Minimal Theory Guide

This guide provides the essential physics background needed to use py-electrostatic effectively. For a complete theoretical treatment, see the paper by Monacelli and Marzari [1].

The Problem

In polar materials (like ferroelectrics), atoms carry effective charges that create long-range electrostatic interactions. These interactions decay slowly with distance (as 1/r³) and are crucial for:

Phonon frequencies at long wavelengths
Ferroelectric phase transitions
Dielectric properties
Accurate force fields

Born Effective Charges

The Born effective charge tensor Z* describes how an atom’s charge distribution responds to an electric field:

\[Z^*_{i,\alpha\beta} = \frac{\partial p_\alpha}{\partial r_{i,\beta}}\]

where:

\(i\) is the atom index
\(\alpha, \beta\) are Cartesian directions (x, y, z)
\(p_\alpha\) is the polarization in direction \(\alpha\)
\(r_{i,\beta}\) is the position of atom \(i\) in direction \(\beta\)

Key properties:

Z* is a 3×3 tensor for each atom (9 numbers)
It can be computed from first principles (DFT) using codes like Quantum ESPRESSO
The acoustic sum rule requires: \(\sum_i Z^*_{i,\alpha\beta} = 0\) for each \(\alpha, \beta\)

Dielectric Tensor

The high-frequency dielectric tensor \(\varepsilon_\infty\) describes how the material polarizes in response to an electric field when atoms are held fixed:

\[P_\alpha = \varepsilon_0 \sum_\beta (\varepsilon_{\infty,\alpha\beta} - \delta_{\alpha\beta}) E_\beta\]

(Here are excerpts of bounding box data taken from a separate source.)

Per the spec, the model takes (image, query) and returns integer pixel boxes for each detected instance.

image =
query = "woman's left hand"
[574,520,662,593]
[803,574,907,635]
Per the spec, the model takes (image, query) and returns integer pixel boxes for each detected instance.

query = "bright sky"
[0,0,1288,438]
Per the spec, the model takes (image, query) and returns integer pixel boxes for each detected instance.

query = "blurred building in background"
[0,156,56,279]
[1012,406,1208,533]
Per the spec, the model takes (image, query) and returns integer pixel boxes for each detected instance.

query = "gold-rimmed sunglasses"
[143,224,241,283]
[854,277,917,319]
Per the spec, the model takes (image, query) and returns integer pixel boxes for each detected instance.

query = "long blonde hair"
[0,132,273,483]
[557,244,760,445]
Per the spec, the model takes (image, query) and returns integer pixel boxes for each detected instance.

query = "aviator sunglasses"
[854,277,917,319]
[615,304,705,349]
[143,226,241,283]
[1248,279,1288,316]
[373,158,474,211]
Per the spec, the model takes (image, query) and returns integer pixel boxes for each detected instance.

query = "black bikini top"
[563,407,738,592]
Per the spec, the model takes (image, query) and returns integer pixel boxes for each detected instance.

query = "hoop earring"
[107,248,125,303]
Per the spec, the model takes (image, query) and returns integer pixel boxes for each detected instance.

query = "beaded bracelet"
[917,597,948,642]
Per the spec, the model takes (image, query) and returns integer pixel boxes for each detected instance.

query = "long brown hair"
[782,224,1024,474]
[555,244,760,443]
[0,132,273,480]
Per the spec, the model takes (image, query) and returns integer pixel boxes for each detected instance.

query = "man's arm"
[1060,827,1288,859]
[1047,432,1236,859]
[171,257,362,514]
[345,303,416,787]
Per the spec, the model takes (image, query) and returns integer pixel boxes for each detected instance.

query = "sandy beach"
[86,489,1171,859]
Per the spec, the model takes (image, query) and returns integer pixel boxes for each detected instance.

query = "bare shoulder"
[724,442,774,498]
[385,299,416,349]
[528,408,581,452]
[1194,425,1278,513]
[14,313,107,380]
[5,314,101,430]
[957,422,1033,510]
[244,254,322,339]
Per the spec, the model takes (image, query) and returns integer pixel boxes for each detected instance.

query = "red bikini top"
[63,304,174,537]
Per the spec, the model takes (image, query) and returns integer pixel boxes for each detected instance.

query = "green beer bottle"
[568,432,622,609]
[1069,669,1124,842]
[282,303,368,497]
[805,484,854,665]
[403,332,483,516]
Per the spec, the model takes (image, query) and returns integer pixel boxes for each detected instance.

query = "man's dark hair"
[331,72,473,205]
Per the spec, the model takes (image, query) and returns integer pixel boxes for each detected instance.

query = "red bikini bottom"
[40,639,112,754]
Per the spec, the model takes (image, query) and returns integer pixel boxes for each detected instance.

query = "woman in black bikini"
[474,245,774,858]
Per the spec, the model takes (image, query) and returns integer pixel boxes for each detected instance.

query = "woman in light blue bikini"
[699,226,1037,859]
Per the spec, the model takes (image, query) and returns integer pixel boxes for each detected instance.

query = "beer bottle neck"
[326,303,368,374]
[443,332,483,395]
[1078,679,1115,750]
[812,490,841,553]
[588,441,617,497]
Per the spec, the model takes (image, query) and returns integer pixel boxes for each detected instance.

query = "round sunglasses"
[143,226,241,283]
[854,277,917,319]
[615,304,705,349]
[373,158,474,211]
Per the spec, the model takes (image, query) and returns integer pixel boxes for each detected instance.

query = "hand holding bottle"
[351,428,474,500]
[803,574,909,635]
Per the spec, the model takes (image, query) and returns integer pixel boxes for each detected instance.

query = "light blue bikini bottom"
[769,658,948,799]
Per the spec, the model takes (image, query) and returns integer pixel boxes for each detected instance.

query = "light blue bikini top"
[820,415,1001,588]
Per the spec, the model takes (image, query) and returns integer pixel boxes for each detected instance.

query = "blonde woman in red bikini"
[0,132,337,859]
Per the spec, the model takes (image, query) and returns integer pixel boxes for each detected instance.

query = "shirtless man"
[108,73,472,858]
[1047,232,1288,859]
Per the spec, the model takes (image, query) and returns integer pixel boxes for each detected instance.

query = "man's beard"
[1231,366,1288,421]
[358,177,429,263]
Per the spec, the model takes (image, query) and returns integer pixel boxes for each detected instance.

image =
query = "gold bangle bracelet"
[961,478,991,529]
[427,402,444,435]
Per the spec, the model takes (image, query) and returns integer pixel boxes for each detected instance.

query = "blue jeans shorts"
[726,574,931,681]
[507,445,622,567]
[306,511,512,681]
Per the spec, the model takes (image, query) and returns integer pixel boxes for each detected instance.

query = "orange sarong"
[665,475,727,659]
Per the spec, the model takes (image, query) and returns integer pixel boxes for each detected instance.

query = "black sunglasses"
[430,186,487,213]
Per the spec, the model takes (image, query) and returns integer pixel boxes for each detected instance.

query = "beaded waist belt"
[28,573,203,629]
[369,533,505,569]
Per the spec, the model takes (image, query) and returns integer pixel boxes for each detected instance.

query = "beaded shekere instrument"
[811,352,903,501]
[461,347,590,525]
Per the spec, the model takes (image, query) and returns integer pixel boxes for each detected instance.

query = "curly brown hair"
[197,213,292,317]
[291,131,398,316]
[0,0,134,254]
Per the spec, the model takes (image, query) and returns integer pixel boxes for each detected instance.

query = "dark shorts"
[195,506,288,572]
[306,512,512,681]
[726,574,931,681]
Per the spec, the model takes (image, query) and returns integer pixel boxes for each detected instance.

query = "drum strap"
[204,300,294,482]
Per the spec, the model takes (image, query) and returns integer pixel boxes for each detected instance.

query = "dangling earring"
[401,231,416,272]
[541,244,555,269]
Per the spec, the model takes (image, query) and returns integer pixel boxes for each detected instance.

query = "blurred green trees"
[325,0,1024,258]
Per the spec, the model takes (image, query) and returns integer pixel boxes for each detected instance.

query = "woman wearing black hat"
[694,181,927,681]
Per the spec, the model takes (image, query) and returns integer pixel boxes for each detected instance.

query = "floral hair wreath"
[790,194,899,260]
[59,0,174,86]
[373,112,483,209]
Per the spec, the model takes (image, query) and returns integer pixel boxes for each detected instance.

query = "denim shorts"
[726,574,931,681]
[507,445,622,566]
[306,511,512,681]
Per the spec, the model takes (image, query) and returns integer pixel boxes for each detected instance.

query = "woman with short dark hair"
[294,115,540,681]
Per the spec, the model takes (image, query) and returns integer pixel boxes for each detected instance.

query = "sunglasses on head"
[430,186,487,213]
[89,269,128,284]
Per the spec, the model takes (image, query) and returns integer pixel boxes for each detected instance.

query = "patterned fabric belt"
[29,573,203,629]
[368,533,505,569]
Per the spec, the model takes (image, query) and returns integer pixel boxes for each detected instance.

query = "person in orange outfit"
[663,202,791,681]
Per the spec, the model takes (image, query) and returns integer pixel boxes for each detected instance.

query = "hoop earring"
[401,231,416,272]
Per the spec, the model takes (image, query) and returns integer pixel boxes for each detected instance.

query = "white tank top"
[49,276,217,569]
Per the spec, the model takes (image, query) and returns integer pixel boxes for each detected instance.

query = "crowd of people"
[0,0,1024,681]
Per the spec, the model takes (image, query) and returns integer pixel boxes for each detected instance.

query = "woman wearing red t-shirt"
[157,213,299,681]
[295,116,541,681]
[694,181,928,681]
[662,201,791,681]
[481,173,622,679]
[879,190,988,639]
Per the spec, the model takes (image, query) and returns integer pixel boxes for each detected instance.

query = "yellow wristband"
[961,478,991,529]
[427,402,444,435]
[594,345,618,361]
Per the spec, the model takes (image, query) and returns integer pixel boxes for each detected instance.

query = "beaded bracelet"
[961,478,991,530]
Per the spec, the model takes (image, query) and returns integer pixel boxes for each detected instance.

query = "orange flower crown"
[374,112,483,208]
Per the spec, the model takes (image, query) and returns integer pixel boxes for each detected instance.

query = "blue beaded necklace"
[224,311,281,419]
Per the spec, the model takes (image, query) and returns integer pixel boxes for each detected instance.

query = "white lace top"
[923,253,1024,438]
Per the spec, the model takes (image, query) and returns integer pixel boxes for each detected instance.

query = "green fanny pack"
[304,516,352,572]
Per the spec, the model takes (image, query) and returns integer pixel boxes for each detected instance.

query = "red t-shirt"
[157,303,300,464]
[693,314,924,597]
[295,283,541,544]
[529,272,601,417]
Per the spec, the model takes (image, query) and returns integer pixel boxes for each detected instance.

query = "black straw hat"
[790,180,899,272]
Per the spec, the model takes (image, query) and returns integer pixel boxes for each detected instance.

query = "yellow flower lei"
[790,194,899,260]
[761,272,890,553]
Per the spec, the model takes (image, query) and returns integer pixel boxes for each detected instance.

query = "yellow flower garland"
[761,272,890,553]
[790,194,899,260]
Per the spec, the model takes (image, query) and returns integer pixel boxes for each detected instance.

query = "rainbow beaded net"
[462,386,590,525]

This is typically a 3×3 symmetric matrix obtained from DFT calculations.

Ewald Summation

Computing long-range interactions in periodic systems requires special techniques. The Ewald summation splits the interaction into:

Real-space part: Short-range, converges quickly
Reciprocal-space part: Long-range, computed in Fourier space

py-electrostatic uses an optimized k-space summation with Gaussian charge screening.

Key Parameters

eta (Å)

The Gaussian screening parameter. Controls the balance between real-space and k-space convergence:

Smaller η: More k-points needed, faster real-space convergence
Larger η: Fewer k-points, slower real-space convergence
Typical values: 0.5-1.0 Å for most materials

cutoff (dimensionless)

Determines how many k-points to include:

Include all k-points with \(|k| < \text{cutoff}/\eta\)
Typical values: 3-5
Higher values = more accurate but slower

use_nufft

Enable Non-Uniform FFT for O(N²) scaling:

True (default): Faster for large systems (>50 atoms)
False: Standard O(N³) method, good for small systems

Where to Get Parameters

Born charges and dielectric tensors are typically computed with:

Quantum ESPRESSO: Use ph.x with epsil=.true.
VASP: Set LEPSILON = .TRUE.
ABINIT: Use rfelfd 1

These are saved in dynamical matrix files that CellConstructor can read.